Tabii çiftlikte olan bitenin "eğlenceli" olduğunu yapımcılar düşünüyor. Ben hiç aynı kanaatte değilim. Pedagojik bir formasyona sahip değilim, ama "ünlü" dediğimiz insanların psikolojilerinin çocuk ruhu üzerindeki muhtemel etkilerini tahmin edebiliyorum. Zaten bu konuda fikir sahibi olabilmek için, uzaktan kumandaların dümeninin alnında "ünlü" yazmakta olan insanların sırlarının deşifre edildiği, dedikodularının yapıldığı herhangi bir magazin programına kırılması yeterli olacaktır.

Ben olsam çocuğumun bakımını programdaki statüsü "ünlü" olan insanlardan hiçbirine terketmezdim. Bu duruma değil 7 hafta, 7 dakika bile göz yumamazdım. Gerekirse onlarla 7 hafta boyunca hiç ara vermeden o sıkıcı "kutu kutu pense" oyununu oynamayı göze alır, yine de ünlülerle aynı kampta kalmalarına izin vermezdim. Neden? Çünkü ünlüler ünlüdür, bu kadarı yeter! Öte taraftan 23 Nisanlarda çocukların Cumhurbaşkanlığı, Başbakanlık gibi makamlara oturtulmasından çocuksu nedenlerle zerre kadar hazzetmediğim gibi, çocukların her hafta kendilerine mukayyet olmakla görevli ünlüler arasından birini elemesi fikrinden de asla hazzetmiyorum.

"Eleme" eylemi, içeriğinde derin bir gözden çıkarma lüzumu taşır ki, masumiyetle iştigal etmesi gereken çocuk ruhlarının küçük ölçekli böyle bir "Sophie'nin Seçimi" travması yaşamasını istemem. Bu travmanın yaşanmaması ya da giderek kanıksanması da tipik bir "Sineklerin Tanrısı" süreci mukaddimesidir ki, Allah dünya çocukluğunu esirgesin!

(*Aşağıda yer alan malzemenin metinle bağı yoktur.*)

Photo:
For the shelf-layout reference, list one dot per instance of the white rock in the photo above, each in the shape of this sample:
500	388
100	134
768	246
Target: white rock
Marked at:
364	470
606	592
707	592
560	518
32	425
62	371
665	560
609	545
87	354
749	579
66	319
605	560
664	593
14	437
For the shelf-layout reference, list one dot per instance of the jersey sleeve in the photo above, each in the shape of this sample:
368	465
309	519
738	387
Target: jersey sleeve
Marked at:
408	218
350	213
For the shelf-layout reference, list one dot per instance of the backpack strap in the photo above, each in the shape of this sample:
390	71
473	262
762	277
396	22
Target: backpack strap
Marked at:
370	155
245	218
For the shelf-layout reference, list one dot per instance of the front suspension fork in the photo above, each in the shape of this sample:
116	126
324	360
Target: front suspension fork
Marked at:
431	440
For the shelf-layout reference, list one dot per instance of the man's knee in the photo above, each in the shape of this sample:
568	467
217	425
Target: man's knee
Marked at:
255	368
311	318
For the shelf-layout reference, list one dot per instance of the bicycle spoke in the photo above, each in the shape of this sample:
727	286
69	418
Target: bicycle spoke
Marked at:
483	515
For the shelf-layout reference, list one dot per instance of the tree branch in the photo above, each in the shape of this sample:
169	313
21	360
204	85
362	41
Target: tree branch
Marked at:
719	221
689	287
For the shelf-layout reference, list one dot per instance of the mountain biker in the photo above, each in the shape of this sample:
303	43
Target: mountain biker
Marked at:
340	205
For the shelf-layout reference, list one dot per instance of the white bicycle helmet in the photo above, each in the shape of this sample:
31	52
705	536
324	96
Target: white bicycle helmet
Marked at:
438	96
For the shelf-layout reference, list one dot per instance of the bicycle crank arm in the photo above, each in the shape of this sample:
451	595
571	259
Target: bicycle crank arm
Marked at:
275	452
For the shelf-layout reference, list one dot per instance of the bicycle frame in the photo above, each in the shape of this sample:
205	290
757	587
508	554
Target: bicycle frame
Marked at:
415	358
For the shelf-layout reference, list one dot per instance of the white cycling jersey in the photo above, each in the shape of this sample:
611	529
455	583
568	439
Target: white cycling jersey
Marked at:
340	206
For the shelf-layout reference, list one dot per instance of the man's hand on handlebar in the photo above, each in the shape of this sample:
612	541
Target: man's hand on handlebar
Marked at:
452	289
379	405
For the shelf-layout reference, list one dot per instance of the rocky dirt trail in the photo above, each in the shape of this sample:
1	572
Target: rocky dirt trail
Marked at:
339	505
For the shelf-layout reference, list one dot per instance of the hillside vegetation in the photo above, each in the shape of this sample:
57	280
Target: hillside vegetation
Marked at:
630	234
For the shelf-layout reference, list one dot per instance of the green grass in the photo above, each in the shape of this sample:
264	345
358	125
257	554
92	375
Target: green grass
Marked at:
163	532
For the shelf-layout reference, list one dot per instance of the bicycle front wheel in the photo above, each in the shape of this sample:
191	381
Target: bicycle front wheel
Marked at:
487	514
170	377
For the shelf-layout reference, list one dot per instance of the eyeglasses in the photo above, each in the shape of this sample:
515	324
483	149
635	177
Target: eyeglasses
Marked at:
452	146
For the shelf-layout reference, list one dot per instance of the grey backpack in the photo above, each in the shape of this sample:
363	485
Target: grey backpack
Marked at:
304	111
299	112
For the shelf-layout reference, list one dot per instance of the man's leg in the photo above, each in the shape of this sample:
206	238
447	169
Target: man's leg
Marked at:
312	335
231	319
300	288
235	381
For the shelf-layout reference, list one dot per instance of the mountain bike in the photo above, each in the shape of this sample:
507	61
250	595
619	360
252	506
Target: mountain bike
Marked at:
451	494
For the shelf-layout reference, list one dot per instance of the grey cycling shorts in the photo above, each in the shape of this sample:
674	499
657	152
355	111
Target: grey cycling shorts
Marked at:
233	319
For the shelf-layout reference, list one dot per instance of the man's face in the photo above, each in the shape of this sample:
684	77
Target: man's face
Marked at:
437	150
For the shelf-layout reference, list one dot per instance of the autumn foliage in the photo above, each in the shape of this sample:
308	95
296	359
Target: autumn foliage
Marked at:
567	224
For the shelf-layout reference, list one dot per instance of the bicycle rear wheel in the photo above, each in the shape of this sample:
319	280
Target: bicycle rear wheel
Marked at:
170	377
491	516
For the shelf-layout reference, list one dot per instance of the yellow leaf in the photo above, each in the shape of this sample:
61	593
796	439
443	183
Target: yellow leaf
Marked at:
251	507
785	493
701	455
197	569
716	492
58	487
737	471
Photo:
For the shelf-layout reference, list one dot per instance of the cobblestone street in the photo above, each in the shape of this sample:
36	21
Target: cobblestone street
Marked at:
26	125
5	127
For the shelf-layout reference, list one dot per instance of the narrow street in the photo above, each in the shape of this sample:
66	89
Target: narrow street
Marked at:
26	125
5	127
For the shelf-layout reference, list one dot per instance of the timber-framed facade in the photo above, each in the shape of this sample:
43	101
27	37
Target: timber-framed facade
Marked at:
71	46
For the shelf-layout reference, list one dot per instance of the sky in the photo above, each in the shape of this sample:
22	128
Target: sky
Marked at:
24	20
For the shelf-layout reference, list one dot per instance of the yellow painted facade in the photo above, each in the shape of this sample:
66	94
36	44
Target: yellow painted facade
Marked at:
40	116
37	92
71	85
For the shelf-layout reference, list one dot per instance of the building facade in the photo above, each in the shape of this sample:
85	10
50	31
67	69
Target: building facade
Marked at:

Ya bütün bu lüzumsuz 7 haftanın, içinde barındırdığı bütün pedagojik sakınca ve psikolojik kötü ihtimallere karşılık bizim gibi sıradan insanlar tarafından buz gibi bir merakla izleniyor olması da, zannımca en sükunetperver tüyleri bile ürpertecek bir durum arzediyor.

Ne zaman bir firma ekranı anahtar deliği şeklinde bir televizyon modeli üretecek, merak ediyorum! (G.Ö.)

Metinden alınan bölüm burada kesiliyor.